França tem um novo primeiro-ministro, depois de o bebé ter sido devolvido às mãos de Macron. De seu nome Instabilidade, o bebé não nasceu ontem, e pesa mais de 5% de défice. Noutra vida, chamara-se o Imbróglio. Calha agora a Sébastien Lecornu, discreto e moderado servidor, tratar dele.
Num país com tradição em contestação e vidros partidos, o presidente francês e os sucessivos líderes de governo parecem não ter mãos sobre a vontade popular. Esta: viver como nenhum outro país da Europa vive. Despesa pública em alta, dívida pública a acompanhar, e uma reforma tranquila aos 62 anos. Isto sem receita que faça jus.
A conta não fecha: Macron, o ex-primeiro-ministro Bayrou, e agora Lecornu, sabem-no. Sabem as instituições europeias; sabem também os mercados. O que leva a crer que os principais partidos políticos conhecem o problema. E conhecem; só o ignoram.

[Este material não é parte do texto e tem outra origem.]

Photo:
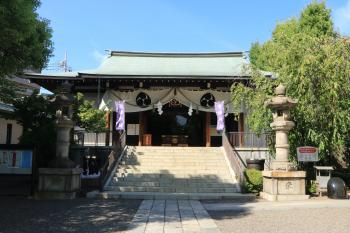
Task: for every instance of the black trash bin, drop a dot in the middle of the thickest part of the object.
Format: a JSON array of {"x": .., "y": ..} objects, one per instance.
[{"x": 336, "y": 188}]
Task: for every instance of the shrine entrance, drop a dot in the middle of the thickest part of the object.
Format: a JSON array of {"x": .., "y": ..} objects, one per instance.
[{"x": 175, "y": 127}]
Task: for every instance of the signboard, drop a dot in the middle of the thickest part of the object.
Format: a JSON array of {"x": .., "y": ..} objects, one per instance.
[
  {"x": 307, "y": 154},
  {"x": 16, "y": 161}
]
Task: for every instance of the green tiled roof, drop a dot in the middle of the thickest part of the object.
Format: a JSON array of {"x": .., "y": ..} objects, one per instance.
[{"x": 230, "y": 64}]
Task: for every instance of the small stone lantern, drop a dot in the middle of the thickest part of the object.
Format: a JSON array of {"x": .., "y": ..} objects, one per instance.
[
  {"x": 61, "y": 180},
  {"x": 282, "y": 182},
  {"x": 282, "y": 124},
  {"x": 64, "y": 123}
]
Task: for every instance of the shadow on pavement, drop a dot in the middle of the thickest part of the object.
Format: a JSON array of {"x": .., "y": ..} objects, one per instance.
[{"x": 80, "y": 215}]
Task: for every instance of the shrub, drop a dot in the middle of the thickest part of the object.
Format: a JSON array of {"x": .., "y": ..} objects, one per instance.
[
  {"x": 253, "y": 181},
  {"x": 311, "y": 187}
]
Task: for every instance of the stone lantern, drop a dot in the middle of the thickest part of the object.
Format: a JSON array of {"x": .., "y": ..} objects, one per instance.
[
  {"x": 64, "y": 123},
  {"x": 61, "y": 180},
  {"x": 282, "y": 182}
]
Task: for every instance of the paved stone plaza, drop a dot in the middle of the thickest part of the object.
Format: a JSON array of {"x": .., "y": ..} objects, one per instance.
[
  {"x": 19, "y": 215},
  {"x": 172, "y": 216}
]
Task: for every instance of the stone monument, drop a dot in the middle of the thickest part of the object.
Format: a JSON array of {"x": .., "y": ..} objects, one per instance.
[
  {"x": 61, "y": 180},
  {"x": 283, "y": 182}
]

A política europeia está repleta de negação e dissimulação. Desde Paris, os partidos de Marine Le Pen e de Jean-Luc Mélenchon cultivam-na com aprumo e convicção. No Parlamento e na rua, os extremos tocam-se na rejeição a alterações sérias ao estado de coisas. Às contas públicas e à despesa que galopa com o tempo. De acordo com os dois partidos, mesmo que para fins diferentes, o caminho é a continuidade. A atração pelo abismo.
O caminho, portanto, é dar razão ao que Macron vai notando: a França parece ser irreformável. O que faz lembrar a pergunta que De Gaulle, há mais de quatro décadas, deixou no ar: “Como se há-de governar um país que tem 246 variedades de queijo?” Pouco entendo de queijos, e desconheço se o seu número aumentou entretanto, leitor, mas prevejo um fim à novela francesa.
Perante um Estado francês que vive acima das suas possibilidades, o establishment francês torce por um vulto tecnocrata à imagem de Mario Draghi. Alguém que faça o que esse fez em Itália. Alguém que, à volta da sua figura, trace um compromisso para um debate nacional: poderá o Estado viver deste modo? Nada disto, tudo indica, se avizinha, sendo o único compromisso que existe em França o de fazer cair qualquer governo que proponha esse debate. A ruína está na moda.
Financeiramente, a França será grande demais para ruir. Já para cair e ralar os joelhos, duvido. A conta será a dividir por todos, incluindo a Europa e este lindo retângulo à beira mar.